The New Palgrave Dictionary of Economics

2018 Edition
| Editors: Macmillan Publishers Ltd

Outliers

  • William S. Krasker
Reference work entry
DOI: https://doi.org/10.1057/978-1-349-95189-5_1884

Abstract

Nearly all empirical investigations in economics, particularly those involving linear structural models or regressions, are subject to the problem of anomalous data, commonly called outliers. Roughly speaking, there are three sources of outliers. First, the distribution of the model’s random disturbances often has longer tails than the normal distribution, resulting in a greatly increased chance of larger disturbances. Second, the data set may contain erroneous numbers, or ‘gross errors’. The data bases most prone to gross errors are large cross sections, particularly those compiled from surveys; gross errors can result from misinterpreted questions, incorrectly recorded answers, keypunch errors, etc. Third, the model itself, typically linear in (transformations of) the variables, is only an approximation to reality. It is apt to be a poor representation of the process generating the data for extreme values of the explanatory variables. This source of outliers applies even to, say, macroeconomic time series, where the likelihood of gross errors is minimal.

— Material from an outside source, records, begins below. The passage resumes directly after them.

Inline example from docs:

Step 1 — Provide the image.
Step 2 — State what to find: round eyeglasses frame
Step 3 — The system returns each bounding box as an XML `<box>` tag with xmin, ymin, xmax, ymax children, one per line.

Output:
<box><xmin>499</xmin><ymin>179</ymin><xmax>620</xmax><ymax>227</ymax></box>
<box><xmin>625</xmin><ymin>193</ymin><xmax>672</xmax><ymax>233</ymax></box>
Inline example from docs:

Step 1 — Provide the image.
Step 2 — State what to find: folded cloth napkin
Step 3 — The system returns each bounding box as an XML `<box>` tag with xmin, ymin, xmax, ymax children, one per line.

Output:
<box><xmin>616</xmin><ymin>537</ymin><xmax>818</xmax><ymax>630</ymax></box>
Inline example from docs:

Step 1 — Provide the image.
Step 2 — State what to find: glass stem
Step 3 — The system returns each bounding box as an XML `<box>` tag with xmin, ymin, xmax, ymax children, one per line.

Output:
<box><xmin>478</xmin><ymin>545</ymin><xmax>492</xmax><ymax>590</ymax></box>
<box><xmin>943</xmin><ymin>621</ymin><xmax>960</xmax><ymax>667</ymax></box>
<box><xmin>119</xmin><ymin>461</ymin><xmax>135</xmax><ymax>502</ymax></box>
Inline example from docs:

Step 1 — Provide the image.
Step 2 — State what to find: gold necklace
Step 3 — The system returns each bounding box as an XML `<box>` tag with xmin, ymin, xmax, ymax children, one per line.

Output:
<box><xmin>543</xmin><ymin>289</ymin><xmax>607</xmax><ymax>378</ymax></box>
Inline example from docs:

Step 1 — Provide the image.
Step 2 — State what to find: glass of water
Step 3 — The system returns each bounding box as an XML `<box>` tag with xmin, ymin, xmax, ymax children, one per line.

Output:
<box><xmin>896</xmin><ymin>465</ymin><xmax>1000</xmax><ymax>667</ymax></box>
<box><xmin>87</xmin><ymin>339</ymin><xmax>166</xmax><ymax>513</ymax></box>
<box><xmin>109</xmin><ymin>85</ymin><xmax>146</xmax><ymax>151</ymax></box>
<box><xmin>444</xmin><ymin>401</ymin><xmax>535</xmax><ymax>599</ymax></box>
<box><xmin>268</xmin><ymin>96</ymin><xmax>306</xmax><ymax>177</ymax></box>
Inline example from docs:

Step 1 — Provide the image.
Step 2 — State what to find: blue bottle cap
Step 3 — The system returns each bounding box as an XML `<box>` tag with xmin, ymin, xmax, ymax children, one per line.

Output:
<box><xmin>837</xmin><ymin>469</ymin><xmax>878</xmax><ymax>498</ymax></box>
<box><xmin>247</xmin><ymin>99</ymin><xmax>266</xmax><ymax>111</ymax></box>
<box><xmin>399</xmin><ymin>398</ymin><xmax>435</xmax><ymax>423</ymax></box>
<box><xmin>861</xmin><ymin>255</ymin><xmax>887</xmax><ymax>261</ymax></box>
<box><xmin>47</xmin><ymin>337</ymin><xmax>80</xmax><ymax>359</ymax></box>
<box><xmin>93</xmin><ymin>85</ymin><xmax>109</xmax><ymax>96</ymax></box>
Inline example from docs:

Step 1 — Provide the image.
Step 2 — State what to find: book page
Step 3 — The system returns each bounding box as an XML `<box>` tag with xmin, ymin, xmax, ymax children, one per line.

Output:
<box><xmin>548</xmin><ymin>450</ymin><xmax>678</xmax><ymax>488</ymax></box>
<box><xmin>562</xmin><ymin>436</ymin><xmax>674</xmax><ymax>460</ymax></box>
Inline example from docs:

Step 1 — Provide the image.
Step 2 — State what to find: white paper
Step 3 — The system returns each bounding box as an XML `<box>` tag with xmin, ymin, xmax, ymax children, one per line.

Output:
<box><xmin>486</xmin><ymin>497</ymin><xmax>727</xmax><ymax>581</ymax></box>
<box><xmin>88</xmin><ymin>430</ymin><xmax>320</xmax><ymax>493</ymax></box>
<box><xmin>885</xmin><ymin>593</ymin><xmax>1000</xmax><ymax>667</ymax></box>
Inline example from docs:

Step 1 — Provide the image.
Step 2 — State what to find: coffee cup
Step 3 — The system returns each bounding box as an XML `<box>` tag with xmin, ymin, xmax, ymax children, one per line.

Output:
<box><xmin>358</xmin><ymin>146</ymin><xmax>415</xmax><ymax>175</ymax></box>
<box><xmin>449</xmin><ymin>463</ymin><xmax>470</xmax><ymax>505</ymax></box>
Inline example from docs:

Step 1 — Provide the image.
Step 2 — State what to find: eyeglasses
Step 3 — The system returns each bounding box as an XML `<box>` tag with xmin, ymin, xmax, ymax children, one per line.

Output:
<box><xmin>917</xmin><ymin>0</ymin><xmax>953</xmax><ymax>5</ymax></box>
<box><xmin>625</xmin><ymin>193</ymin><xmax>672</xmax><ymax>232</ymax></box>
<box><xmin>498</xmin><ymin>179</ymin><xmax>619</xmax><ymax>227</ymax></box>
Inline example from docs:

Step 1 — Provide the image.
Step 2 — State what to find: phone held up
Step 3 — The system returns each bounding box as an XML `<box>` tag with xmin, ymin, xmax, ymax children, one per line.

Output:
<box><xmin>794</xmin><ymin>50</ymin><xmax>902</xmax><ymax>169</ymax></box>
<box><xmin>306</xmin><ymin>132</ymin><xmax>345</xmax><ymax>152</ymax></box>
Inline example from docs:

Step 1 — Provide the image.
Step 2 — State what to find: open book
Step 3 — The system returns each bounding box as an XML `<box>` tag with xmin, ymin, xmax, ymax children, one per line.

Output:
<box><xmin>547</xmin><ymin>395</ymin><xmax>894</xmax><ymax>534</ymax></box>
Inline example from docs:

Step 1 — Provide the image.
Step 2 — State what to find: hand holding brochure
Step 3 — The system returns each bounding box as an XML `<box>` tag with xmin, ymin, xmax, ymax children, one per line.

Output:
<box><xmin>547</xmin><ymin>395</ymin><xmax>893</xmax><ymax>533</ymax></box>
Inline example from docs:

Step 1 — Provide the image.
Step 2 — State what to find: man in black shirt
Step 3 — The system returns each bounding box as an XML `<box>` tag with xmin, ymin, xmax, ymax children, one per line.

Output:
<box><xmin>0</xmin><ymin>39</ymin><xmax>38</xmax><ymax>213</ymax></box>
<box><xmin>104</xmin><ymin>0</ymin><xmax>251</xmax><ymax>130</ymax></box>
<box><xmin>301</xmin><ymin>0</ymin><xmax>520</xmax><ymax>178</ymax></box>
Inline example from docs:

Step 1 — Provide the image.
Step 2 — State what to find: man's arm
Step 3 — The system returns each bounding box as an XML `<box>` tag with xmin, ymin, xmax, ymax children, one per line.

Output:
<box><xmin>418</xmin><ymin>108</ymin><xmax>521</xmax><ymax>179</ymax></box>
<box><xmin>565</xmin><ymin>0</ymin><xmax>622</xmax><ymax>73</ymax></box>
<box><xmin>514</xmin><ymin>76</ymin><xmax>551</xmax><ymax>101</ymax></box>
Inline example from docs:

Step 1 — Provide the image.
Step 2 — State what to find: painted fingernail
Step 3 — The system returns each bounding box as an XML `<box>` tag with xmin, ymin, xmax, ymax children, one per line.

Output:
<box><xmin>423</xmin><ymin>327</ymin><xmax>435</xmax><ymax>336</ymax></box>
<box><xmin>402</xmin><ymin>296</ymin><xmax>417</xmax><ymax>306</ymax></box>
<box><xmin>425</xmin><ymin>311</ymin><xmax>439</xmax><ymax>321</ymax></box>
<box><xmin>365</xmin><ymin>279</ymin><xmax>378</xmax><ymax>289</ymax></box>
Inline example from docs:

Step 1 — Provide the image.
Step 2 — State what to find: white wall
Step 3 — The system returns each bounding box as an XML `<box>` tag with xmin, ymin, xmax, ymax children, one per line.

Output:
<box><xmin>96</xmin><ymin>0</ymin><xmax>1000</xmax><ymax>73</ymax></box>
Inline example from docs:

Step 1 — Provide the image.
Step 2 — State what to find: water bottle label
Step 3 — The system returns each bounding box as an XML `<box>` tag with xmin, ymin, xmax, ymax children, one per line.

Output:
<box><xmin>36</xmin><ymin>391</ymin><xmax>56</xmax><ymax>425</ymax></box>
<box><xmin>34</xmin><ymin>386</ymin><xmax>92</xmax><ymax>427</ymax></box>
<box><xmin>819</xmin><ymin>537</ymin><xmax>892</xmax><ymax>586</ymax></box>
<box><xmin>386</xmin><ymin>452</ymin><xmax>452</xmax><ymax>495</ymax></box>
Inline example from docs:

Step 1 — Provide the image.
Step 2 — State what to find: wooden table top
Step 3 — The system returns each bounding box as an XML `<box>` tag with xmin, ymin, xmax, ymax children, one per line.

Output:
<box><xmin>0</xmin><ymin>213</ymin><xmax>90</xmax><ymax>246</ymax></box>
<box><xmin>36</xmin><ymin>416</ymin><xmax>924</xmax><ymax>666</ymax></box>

Nearly all empirical investigations in economics, particularly those involving linear structural models or regressions, are subject to the problem of anomalous data, commonly called outliers. Roughly speaking, there are three sources of outliers. First, the distribution of the model’s random disturbances often has longer tails than the normal distribution, resulting in a greatly increased chance of larger disturbances. Second, the data set may contain erroneous numbers, or ‘gross errors’. The data bases most prone to gross errors are large cross sections, particularly those compiled from surveys; gross errors can result from misinterpreted questions, incorrectly recorded answers, keypunch errors, etc. Third, the model itself, typically linear in (transformations of) the variables, is only an approximation to reality. It is apt to be a poor representation of the process generating the data for extreme values of the explanatory variables. This source of outliers applies even to, say, macroeconomic time series, where the likelihood of gross errors is minimal.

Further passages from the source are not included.